Here is how to configure the
open source wayback
so it uses a NutchWAX index and can be used rendoring NutchWAX search results.
wayback-NutchWAX bridge is currently experimental.
The below instructions require NutchWAX 0.8.0 and a wayback that is at least version 0.7.0-200612132241.
Thanks to Maximilian Schoefmann for his contributions getting this bridge working.
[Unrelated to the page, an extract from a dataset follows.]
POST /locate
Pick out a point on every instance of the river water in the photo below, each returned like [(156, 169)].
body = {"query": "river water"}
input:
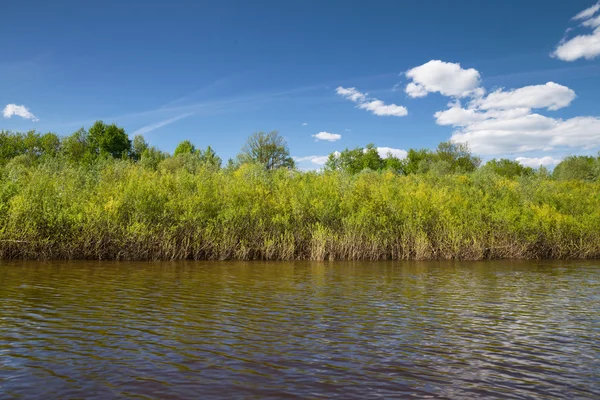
[(497, 329)]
The main change you need to make in NutchWAX is setting it to go to your
wayback install rendoring pages. This will usually be some combination of
wax.host in your
hadoop-site.xml to point at your
wayback install and an edit
search.jsp to remove including of collection name in rendoring
URL. For example, to have NutchWAX use a wayback that is deployed in the
same servlet container -- i.e. both the NutchWAX and wayback WAR files
are running in the same tomcat or jetty or JBOSS, etc. -- with wayback
deployed to the context
/wayback, make the following
hadoop-site.xmlthe following property:
<property> <name>wax.host</name> <value>localhost:8080</value> <description> Used at search time by the nutchwax webapp. The name of the server hosting collections. Used by the webapp conjuring URLs that point to page renderor (e.g. wayback). </description> </property>
$ diff ~/workspace/nutchwax/src/web/search.jsp search.jsp 211c213 < String archiveCollection = detail.getValue("collection"); --- > String archiveCollection = "wayback"; // detail.getValue("collection");
http://localhost:8080/wayback/200612121212/http://archive.org(The date and URL will be different in your case but the prefix should align).
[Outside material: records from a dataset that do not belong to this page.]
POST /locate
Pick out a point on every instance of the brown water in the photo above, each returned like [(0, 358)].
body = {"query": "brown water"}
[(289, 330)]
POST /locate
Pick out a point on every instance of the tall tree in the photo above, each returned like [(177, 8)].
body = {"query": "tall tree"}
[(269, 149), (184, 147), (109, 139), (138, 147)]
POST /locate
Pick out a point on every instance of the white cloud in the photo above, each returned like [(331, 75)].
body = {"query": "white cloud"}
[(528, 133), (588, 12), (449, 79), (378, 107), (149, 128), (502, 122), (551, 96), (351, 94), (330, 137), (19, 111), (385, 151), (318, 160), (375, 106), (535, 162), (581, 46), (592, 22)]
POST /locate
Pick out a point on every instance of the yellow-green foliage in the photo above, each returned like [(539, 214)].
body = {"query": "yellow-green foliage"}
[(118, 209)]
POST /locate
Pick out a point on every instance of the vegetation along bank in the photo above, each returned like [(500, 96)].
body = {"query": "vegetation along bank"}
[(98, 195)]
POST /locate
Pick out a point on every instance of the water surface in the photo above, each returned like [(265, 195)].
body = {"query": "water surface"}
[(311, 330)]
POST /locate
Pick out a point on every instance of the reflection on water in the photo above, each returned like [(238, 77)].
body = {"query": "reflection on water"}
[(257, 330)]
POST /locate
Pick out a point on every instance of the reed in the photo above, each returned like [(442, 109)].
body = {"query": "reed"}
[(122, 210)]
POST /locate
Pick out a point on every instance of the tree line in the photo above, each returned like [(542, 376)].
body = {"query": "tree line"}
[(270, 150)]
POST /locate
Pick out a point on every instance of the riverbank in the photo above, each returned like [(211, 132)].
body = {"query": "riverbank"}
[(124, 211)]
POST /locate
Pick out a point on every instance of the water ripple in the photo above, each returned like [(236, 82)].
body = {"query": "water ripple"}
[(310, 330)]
If the wayback is running elsewhere, adjust the
wax.host in the above accordingly.
You might also consider changing the default value of the property wax.index.redirects from false to true at indexing time. This will make nutchwax index redirects. The wayback can automatically follow redirects.
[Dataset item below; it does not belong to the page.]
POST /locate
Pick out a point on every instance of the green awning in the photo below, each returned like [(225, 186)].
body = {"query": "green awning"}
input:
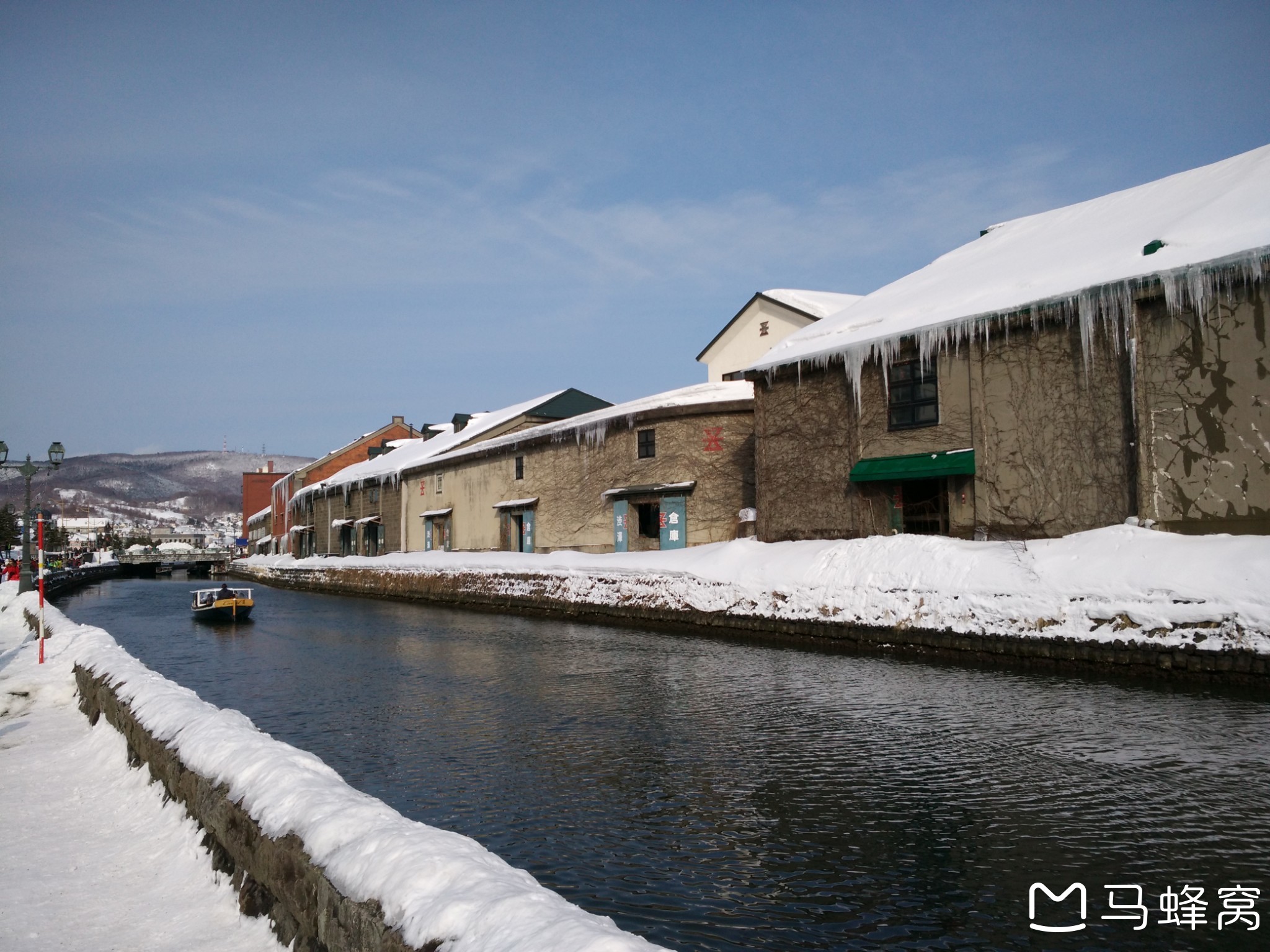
[(917, 466)]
Below are the changes made to the wayback web.xml to make it use a NutchWAX index. The below disables wayback indexing of ARCS, comments out the PipeLineFilter, and it enables the Remove-Nutch ResourceIndex option:
--- /home/stack/workspace/wayback/src/webapp/WEB-INF/web.xml 2006-12-12 14:05:28.000000000 -0800 +++ wayback/WEB-INF/web.xml 2006-12-12 15:03:30.000000000 -0800 @@ -415,7 +415,7 @@ <context-param> <param-name>resourcestore.autoindex</param-name> - <param-value>1</param-value> + <param-value>0</param-value> <description> If this is set to '1', then a background thread is launched that detects new ARC files appearing in arcpath. New ARCs are indexed, @@ -582,7 +582,6 @@ an optional index update thread, which will scan a directory for new index data, in CDX format, and will automatically add new index records to the index.This is the default index storage implementation. ---> <filter> <filter-name>PipelineFilter</filter-name> @@ -680,6 +679,7 @@ <description>Maximum number of results to return from the resourceindex</description> </context-param> +--> <!-- END OF Local-BDB ResourceIndex OPTIONS --> <!-- START OF Local-CDX ResourceIndex OPTIONS @@ -726,7 +726,6 @@ These options are not used by default. --> -<!-- <context-param> <param-name>resourceindex.classname</param-name> @@ -745,7 +744,7 @@ <param-value>1000</param-value> <description>Maximum number of results to return from the resourceindex</description> </context-param> - --> + <!-- END OF Remote-Nutch ResourceIndex OPTIONS --> <!-- START OF Remote-BDB ResourceIndex OPTIONS
After making the above changes, redeploy your wayback.